The Earl of Ranelagh acquainted the House that he had, in command from his Majesty, a Message to deliver to this House, signed by his Majesty, and all of his own handwriting: which the said Earl delivered in to Mr. Speaker, who read the same to the House, and is as followeth, viz:

“WILLIAM R.

“His Majesty is pleased to let the House know that the necessary preparations are made for transporting the guards, who came with him into England; and that he intends to send them away immediately, unless, out of consideration to him, the Bouse be disposed to find a way for continuing them longer in his service, which his Majesty would take very kindly.”

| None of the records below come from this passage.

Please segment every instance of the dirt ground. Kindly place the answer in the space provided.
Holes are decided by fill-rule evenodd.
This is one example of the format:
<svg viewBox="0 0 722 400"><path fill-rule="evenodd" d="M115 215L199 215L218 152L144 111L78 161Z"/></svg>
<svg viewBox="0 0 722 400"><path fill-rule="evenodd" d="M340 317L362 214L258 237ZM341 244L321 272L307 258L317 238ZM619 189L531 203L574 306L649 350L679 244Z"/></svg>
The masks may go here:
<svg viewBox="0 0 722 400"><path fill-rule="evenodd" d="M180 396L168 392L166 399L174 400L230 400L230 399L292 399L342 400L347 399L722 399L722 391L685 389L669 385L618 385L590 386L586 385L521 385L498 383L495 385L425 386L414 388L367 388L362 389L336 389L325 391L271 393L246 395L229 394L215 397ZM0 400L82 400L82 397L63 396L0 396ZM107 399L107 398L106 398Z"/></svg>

Upon which, a question being proposed that a day be appointed to consider of his Majesty’s said Message, the question was put, that that question be now put; and it passed in the negative.

20th of MARCH, 1698. The Lord Norris reported from the Committee appointed on Saturday last to draw up an humble Address to be presented to his Majesty, that they had drawn up an Address accordingly, which he read in his place, and afterwards delivered in at the Clerk’s table, where the same was read, and is as followeth:

“MOST GRACIOUS SOVEREIGN: We, your Majesty’s most dutiful and loyal subjects, the Commons in this present Parliament assembled, do, with unfeigned zeal to your Majesty’s person and Government, (which God long preserve,) most humbly represent:

“That the passage of the late act for disbanding the Army gave great satisfaction to your subjects; and the punctual execution thereof will prevent all occasion of distrust or jealousy between your Majesty and your people.

“It is, sir, to your loyal Commons an unspeakable grief, that anything should be asked by your Majesty’s message to which they cannot consent, without doing violence to that Constitution your Majesty came over to restore and preserve, and did at that time, in your gracious declaration, promise that all those foreign forces which came over with you should be sent back. In duty, therefore, to your Majesty, and to discharge the trust reposed in us, we crave leave to lay before you, that nothing conduceth more to the happiness and welfare of this kingdom than an entire confidence between your Majesty and your people; which can no way be so firmly established as by entrusting your sacred person with your own subjects, who have so eminently signalized themselves on all occasions during the late long and expensive war.”